Liberté des médias en RDC : Les journalistes face à la censure
La récente suspension indéterminée du journaliste Jessy KABASELE par le Conseil supérieur de l’audiovisuel et de la communication (CSAC) met en lumière les défis auxquels sont confrontés les médias en République Démocratique du Congo (RDC). Cette sanction, consécutive à une interview avec le célèbre chanteur Koffi OLOMIDE dans l’émission “Le Panier”, The Morning Show sur la Radio-Télévision nationale congolaise (RTNC), soulève de sérieuses questions sur la liberté de la presse dans le pays.
Lors de cette interview, Koffi OLOMIDE a ouvertement critiqué la réponse militaire du gouvernement face aux attaques du groupe rebelle M23, soutenu par le Rwanda. Ces critiques, jugées déstabilisantes par le CSAC, ont conduit à l’accusation de Jessy KABASELE pour ne pas avoir recadré les propos de l’artiste.
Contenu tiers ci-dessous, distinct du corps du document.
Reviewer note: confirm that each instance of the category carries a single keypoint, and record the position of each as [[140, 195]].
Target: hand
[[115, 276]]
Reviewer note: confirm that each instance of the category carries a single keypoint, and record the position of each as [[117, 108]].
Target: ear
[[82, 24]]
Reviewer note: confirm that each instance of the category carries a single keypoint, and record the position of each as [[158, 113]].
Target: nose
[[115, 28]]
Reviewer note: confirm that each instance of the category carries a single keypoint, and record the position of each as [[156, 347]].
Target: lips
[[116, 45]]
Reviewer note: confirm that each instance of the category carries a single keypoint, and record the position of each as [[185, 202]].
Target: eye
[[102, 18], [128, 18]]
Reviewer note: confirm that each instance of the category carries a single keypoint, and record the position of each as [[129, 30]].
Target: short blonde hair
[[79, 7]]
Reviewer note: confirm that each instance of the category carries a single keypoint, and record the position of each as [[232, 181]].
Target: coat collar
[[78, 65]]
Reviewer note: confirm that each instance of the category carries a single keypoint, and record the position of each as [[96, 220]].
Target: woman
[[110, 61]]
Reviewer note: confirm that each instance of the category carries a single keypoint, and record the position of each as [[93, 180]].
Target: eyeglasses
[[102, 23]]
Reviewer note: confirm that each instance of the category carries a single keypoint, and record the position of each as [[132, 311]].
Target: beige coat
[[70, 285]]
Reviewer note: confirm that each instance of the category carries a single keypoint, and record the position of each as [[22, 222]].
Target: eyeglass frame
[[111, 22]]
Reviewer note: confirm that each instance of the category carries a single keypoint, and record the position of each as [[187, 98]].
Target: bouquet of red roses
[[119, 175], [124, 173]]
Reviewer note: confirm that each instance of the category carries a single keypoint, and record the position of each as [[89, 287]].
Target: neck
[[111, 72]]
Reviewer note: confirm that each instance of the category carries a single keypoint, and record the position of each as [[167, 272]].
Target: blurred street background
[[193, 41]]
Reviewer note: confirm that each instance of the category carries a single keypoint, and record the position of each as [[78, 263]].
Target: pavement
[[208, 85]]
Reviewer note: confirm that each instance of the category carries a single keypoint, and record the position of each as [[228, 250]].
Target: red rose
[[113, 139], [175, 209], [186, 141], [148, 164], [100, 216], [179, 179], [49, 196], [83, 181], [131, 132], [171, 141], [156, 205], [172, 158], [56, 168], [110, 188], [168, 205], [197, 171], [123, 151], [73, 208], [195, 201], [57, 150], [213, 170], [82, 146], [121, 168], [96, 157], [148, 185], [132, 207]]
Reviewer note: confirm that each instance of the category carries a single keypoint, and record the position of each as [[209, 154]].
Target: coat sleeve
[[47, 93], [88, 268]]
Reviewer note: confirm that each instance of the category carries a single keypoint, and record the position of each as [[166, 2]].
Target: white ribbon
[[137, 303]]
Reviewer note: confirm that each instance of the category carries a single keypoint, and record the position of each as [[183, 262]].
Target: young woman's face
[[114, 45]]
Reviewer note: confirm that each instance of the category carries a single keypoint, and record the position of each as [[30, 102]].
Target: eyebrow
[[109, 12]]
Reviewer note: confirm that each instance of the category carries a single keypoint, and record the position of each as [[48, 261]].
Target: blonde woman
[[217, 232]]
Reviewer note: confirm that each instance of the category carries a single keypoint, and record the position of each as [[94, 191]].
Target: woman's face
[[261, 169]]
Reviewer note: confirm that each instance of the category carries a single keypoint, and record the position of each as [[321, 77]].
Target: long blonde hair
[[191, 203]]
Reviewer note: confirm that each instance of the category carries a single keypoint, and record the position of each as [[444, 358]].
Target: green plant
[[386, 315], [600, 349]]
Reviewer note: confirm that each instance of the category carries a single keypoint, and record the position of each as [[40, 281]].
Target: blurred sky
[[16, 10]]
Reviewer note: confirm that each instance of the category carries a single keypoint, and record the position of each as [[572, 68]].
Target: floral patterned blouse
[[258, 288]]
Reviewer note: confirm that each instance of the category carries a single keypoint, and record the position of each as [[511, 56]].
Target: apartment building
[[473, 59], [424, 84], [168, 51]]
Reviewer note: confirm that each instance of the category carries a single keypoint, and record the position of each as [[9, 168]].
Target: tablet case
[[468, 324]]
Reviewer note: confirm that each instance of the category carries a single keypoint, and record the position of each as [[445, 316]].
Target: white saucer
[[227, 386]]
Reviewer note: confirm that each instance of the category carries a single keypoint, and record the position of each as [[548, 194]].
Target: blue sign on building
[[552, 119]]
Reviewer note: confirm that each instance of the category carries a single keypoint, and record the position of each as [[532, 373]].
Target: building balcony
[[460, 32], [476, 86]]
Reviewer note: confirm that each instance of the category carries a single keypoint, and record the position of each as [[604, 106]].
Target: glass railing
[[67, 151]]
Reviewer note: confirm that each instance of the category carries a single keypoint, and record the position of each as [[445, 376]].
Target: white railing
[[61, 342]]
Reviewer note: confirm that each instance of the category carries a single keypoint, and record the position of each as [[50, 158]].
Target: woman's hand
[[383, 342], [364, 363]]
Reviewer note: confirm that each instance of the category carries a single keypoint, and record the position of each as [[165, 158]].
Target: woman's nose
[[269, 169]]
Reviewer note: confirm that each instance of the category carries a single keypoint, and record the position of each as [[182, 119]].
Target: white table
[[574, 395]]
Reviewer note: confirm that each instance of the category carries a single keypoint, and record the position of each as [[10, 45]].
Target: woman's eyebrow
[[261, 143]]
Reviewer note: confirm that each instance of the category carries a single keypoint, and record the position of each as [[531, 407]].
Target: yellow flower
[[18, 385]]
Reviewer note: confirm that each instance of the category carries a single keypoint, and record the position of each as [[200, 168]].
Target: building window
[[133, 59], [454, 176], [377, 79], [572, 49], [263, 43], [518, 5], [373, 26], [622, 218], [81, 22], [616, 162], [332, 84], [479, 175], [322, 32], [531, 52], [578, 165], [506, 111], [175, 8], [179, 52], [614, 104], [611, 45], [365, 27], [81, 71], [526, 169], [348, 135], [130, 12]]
Selon le CSAC, les commentaires de Koffi OLOMIDE « sapaient les énormes efforts et sacrifices consentis par le Gouvernement de la République ».
Le CSAC a également convoqué ce journaliste et l’artiste pour répondre de ces déclarations. Les avocats du chanteur auraient rencontré un procureur le 15 juillet, signalant une possible escalade judiciaire.
Depuis la reprise des hostilités au Nord-Kivu en 2022, le gouvernement congolais lutte contre le M23, et le conflit a accru la pression sur les journalistes. En février, le CSAC a émis une directive stricte demandant aux médias de ne pas diffuser de débats sur les opérations militaires sans la présence d’un expert, et d’éviter les émissions à téléphone ouvert sur ce sujet. De plus, il a été demandé de ne pas interviewer les « forces négatives », un terme vague laissant place à des interprétations arbitraires.
En avril, une autre directive a été émise, demandant aux médias de s’en tenir aux sources officielles pour toute information relative à la rébellion dans l’Est de la RDC. Ces restrictions sont perçues comme une tentative de contrôle accru de la narration médiatique par le gouvernement.
Le droit international en matière de droits humains permet certaines dérogations à la liberté d’expression en période d’urgence, mais ces dérogations doivent être juridiquement claires, nécessaires et proportionnées. Les actions du CSAC ne respecteraient pas ces normes, menaçant ainsi l’essence même de la liberté d’expression.
L’affaire de Jessy KABASELE et Koffi OLOMIDE n’est pas un cas isolé. De nombreux journalistes en RDC, notamment ceux opérant dans les provinces de l’Est, exercent leur métier sous des conditions périlleuses. Leurs efforts pour informer le public devraient être protégés et soutenus, plutôt que réprimés.
Au lieu de punir ceux qui critiquent la gestion de la crise, les autorités congolaises devraient garantir que les journalistes puissent travailler librement et en toute sécurité. Le respect de la liberté de la presse est crucial pour une société démocratique et la gestion transparente des conflits.